# large table builders



## woodsmith (Mar 3, 2013)

[attachment=19632]

Morning folks

who has built large, heavy beamed, long (10 to 14ft) tables?

Any advice welcomed.

I have the table top put together, 3 pieces, 39 in wide, 12ft long, 2.25 in thick, ERC. when I flipped it, well not just me cause it's one heavy table top, I felt it bow a bit and am thinking long term, it may be needing what I am going to call a strong back on either side of the tables length, it will be elegant rustic, fully sanded and danish oil finished, but with live edges on the length. what do you folks think about leaving the ends open? Oh, 6x6 X pattern legs with the cross over several inches high on the X. 
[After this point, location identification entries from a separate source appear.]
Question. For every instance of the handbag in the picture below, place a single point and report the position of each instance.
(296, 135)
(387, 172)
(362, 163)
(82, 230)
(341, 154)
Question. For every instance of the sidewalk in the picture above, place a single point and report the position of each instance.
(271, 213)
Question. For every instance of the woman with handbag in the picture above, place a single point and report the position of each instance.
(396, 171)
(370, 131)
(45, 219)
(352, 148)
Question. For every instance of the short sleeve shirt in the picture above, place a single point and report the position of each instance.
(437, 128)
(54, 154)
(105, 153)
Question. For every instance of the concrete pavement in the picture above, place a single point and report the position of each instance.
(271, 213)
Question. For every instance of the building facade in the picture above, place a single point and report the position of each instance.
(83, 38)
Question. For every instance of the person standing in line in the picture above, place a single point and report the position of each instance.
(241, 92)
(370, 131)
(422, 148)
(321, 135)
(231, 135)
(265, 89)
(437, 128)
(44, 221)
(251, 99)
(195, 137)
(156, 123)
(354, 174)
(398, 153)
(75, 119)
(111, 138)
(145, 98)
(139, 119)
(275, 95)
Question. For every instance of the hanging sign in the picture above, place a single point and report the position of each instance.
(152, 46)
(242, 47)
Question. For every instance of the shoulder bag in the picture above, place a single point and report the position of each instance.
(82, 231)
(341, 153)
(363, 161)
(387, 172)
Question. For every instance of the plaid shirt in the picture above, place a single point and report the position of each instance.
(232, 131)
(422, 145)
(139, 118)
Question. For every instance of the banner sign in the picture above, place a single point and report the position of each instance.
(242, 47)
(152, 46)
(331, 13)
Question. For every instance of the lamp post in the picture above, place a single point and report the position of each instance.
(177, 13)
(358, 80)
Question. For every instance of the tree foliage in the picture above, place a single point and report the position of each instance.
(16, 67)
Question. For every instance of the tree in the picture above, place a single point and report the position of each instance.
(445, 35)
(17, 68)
Hope you folks have a grand day.


----------



## Brink (Mar 3, 2013)

I use the sagulator, http://www.woodbin.com/calcs/sagulator.htm to help figuring how much a shelf, or table top will bow.

I think this table would be plenty sturdy. On one this long, maybe a third set of legs would be needed. If not, long runners would stiffen it up.


----------



## woodsmith (Mar 3, 2013)

Brink said:


> I use the sagulator, http://www.woodbin.com/calcs/sagulator.htm to help figuring how much a shelf, or table top will bow.
> 
> I think this table would be plenty sturdy. On one this long, maybe a third set of legs would be needed. If not, long runners would stiffen it up.



thanks a bunch! :)


----------



## jimmyjames (Mar 3, 2013)

On long tables like this the legs are usually placed 1/4 the length of the table in from the ends, it keeps uniform pressure on the top, but it will still bow in the long run to some extent, i build a 12'x51" walnut table in 8/4 about 6 years ago, it doesnt have any runners and to this day it is still dead flat, the only problem i had with it is the owner set a hot dish on it and put a giant blush stain dead center in the middle of it.... now on the other hand i built another table thats 6'x38" and it bowed in about 2 months.... the problem was that the smaller table had super low mc and was fresh wood right out of the kiln, the other table was air dried lumber that sat for 20 years so the mc didnt change much after being built and was stable, if i were to do it again i would put one fat runner right down thhe middle between the legs, like 16/4 thick x 8-10" tall


----------



## woodsmith (Mar 3, 2013)

jimmyjames said:


> On long tables like this the legs are usually placed 1/4 the length of the table in from the ends, it keeps uniform pressure on the top, but it will still bow in the long run to some extent, i build a 12'x51" walnut table in 8/4 about 6 years ago, it doesnt have any runners and to this day it is still dead flat, the only problem i had with it is the owner set a hot dish on it and put a giant blush stain dead center in the middle of it.... now on the other hand i built another table thats 6'x38" and it bowed in about 2 months.... the problem was that the smaller table had super low mc and was fresh wood right out of the kiln, the other table was air dried lumber that sat for 20 years so the mc didnt change much after being built and was stable, if i were to do it again i would put one fat runner right down thhe middle between the legs, like 16/4 thick x 8-10" tall



Thanks, will consider your design.


----------